Quote from: Indra on 28 April 2012, 09:40:48 PM
apakah anda mengerti makna dari kata "kesan"? jika anda tidak mengerti silakan buka KBBI
Berarti anda hanya menganggap, anda tidak dapat memberi contoh. Mengapa seseorang yg sering berdiskusi seperti anda memberi suatu pernyataan yg tidak berdasar? Sebetulnya apakah makna diskusi bagi anda? Untuk bergunjing? Untuk mencari kemenangan? untuk menunjukkan Ego? Jika demikan setelah komentar anda saya akan mengutip pernyataan dari anda dari thread lain tentang pernyataan yg mungkin menurut anda mempunyai arti teguran yg baik, mengikuti ajaran Sang Buddha
apa yg saya kutip itu bukanlah kata2 Sang Buddha, saya sudah menyebutkan judul suttanya agar anda bisa memeriksanya, silakan anda baca dulu.
Yang saya butuhkan adalah jawaban pertanyaan saya. Bukan melebarkan masalah. Apakah ada ajaran dr Sang Buddha yg mengatakan bahwa Seorang umat boleh menyatakan bahwa Bhikkhu masih umat putthujana?
Contoh anda adalah benar dan bisa dibenarkan jika profesi anda adalah algojo yg bertugas untuk mengeksekusi seseorang atas perintah atasan, dalam hal ini, anda memang punya kewajiban dan anda memang harus melakukan kewajiban itu. ayo coba lagi ...
Terima kasih, setidaknya anda jujur mengatakan pernyataan itu benar'
jika anda tidak bisa memastikan dan ternyata Bro Adi adalah seorang Arahat, bolehkah Bro Adi berkomentar demikian?
bagaimana caranya anda menilai pikiran seseorang? apakah anda mengerahkan cetopariyanana?
Kembali saya tegaskan, bahwa Bro Adi sendiri yg mengakui dia tidak dapat mengetahui. Apakah anda tidak paham atau terus ingin menghindar.
Anda hanya ingin bermain kata. Sayang sekali diskusi ini telah berubah menjadi debat kusir. Hanya karena Bro Adi dan mungkin anda juga ingin menghindari menjawab pertanyaan : Apakah dalam konotasi menghormati atau tidak menghormati. Jika dilanjutkan diskusi ini tidak akan selesai 1 tahun. Buang2 waktu saja.
Quote from: adi lim on 29 April 2012, 05:27:53 AMSesuai dengan perkiraan saya, anda hanya mengucapkan kata2 tersebut dalam rangka pergunjingan tanpa dasar.
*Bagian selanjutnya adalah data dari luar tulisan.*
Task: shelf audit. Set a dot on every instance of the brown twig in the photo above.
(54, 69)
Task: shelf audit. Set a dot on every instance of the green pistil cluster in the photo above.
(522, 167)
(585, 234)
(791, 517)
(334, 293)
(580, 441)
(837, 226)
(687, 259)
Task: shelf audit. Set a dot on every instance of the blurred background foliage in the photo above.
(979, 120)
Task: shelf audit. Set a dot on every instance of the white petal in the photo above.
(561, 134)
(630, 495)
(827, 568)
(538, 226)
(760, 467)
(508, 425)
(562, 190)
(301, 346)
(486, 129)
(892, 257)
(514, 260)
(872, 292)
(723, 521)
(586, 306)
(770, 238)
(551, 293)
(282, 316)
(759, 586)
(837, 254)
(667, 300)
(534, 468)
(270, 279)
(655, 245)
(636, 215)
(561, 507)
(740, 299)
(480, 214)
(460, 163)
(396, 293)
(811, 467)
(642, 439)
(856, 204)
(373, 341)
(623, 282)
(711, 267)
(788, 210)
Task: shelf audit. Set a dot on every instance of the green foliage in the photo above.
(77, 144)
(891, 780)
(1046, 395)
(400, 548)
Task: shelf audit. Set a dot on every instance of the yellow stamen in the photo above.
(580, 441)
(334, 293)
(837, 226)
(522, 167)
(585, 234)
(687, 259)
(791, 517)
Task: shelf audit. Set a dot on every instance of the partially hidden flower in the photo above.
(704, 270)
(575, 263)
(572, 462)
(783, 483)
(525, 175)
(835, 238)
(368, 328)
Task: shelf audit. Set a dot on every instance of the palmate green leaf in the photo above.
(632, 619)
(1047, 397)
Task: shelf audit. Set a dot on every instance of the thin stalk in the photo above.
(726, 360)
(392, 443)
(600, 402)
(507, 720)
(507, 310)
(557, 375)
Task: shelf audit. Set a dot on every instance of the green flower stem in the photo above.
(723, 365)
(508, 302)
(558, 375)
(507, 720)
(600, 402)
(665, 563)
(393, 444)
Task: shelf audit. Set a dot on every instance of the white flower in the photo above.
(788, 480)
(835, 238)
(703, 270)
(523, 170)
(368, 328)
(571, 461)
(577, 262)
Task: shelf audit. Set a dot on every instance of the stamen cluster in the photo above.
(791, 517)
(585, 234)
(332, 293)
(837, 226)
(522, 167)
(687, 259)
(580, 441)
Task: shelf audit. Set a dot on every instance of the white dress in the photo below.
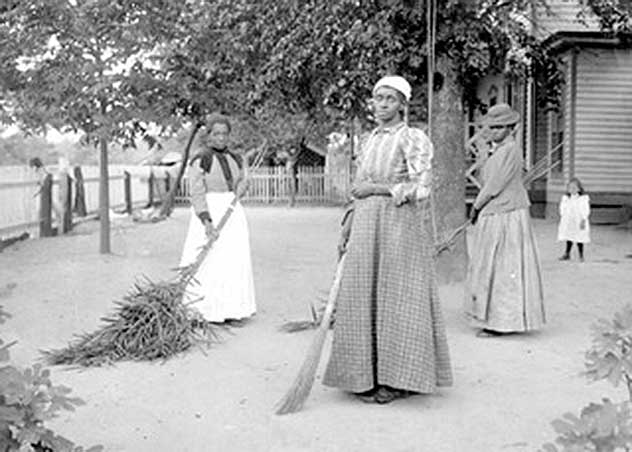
(224, 286)
(573, 210)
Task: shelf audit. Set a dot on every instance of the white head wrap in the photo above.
(397, 83)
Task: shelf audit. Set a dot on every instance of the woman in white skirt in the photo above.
(223, 288)
(504, 280)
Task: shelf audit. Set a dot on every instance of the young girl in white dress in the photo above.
(574, 226)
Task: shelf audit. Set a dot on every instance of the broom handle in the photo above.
(333, 294)
(192, 269)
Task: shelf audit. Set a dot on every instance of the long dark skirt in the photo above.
(389, 329)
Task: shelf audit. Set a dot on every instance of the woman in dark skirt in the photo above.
(389, 335)
(504, 281)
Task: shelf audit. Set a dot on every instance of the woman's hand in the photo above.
(241, 187)
(474, 213)
(366, 189)
(211, 232)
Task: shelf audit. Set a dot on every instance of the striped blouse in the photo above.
(401, 157)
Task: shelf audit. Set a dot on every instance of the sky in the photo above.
(52, 136)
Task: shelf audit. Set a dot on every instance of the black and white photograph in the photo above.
(315, 226)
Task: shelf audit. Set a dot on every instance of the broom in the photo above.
(188, 272)
(539, 170)
(302, 385)
(296, 396)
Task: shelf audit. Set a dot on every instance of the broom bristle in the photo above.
(299, 391)
(302, 385)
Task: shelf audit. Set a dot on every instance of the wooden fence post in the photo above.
(65, 195)
(127, 184)
(46, 207)
(291, 178)
(150, 189)
(167, 183)
(80, 193)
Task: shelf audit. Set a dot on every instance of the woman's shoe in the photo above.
(488, 333)
(386, 395)
(367, 396)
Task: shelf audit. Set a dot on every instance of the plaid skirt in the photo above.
(504, 280)
(389, 329)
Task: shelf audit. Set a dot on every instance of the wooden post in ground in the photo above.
(46, 207)
(167, 187)
(104, 199)
(80, 193)
(150, 189)
(65, 195)
(127, 182)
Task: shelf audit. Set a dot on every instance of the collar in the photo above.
(495, 146)
(390, 129)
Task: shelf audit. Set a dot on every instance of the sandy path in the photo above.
(506, 390)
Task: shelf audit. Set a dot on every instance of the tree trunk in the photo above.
(104, 198)
(449, 169)
(167, 205)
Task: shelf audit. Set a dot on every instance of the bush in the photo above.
(28, 399)
(610, 356)
(605, 427)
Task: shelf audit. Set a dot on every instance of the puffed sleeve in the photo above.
(197, 187)
(504, 169)
(362, 173)
(585, 206)
(418, 152)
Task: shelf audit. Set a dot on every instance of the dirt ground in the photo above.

Seseorang harus berani menjawab mengapa kita mengomentari sebuah pernyataan. Anda tidak dapat menjawab karena itu dilema bagi anda; Jika anda menjawab tidak menghormati berarti anda menyetujui anggapan saya yg anda debat. Jika anda menghormati berarti anda bertolak belakang dengan pernyataan anda? Bingungkah?
dan perdebatan ini juga timbul karena penasaran anda utk mengetahui pernyataan saya yang anda konotasikan masalah hormat dan tidak menghormat.
ato memang anda suka menghormat dan dihormati ?
saya hanya perlu tahu apakah parinirwana = parinibbana ? dan ditujukan kepada TS atau Tim panitia penyelenggara peringatan 10 th
supaya penghuni alam DC dan 'pemirsa' tahu apa sebenarnya tujuan utk memperingati 10th para pendahulu yang sudah 'parinirwana' !
saya tidak akan menjawab arti konotasi yang anda maksud, itu hak saya !
penegasan ini supaya anda tidak bisa mengulang lagi pertanyaan ! bosan tahu !
anda juga boleh konotasi pernyataan itu dengan arti hormat, tidak menghormat, keduanya ataupun tidak keduanya.
Quote from: adi lim on 29 April 2012, 05:58:34 AM
karna tidak ada yang menjawab arti kata 'parinirwana' yang sebenarnya.
maka saya anggap tim panitia penyelenggara 10th sukong sangat mengecilkan arti 'parinirwana'.
para pendahulu Siswa-i Buddha Gotama 'berjuang keras' utk mendapat label 'Parinibbana' dan ternyata jaman sekarang sangat di mudahkan oleh para generasi muda utk memberikan label 'parinirwana' hanya demi ...
kasihan memang atau memang kasihan !.

Quote from: adi lim on 28 April 2012, 07:32:36 PMSayang sekali kembali anda tidak menjawab pertanyaan saya, tetapi mengulangi pernyataan anda yg semua orang sudah tahu.
di ulang lagi : saya mengatakan bahwa sukong masih puthujjana.
apakah pernyataan diatas membuat anda sewot ?
apakah anda kecewa karna 'panutan' anda di rendahkan, atau harusnya ditinggikan baru anda bahagia ! begitukah ?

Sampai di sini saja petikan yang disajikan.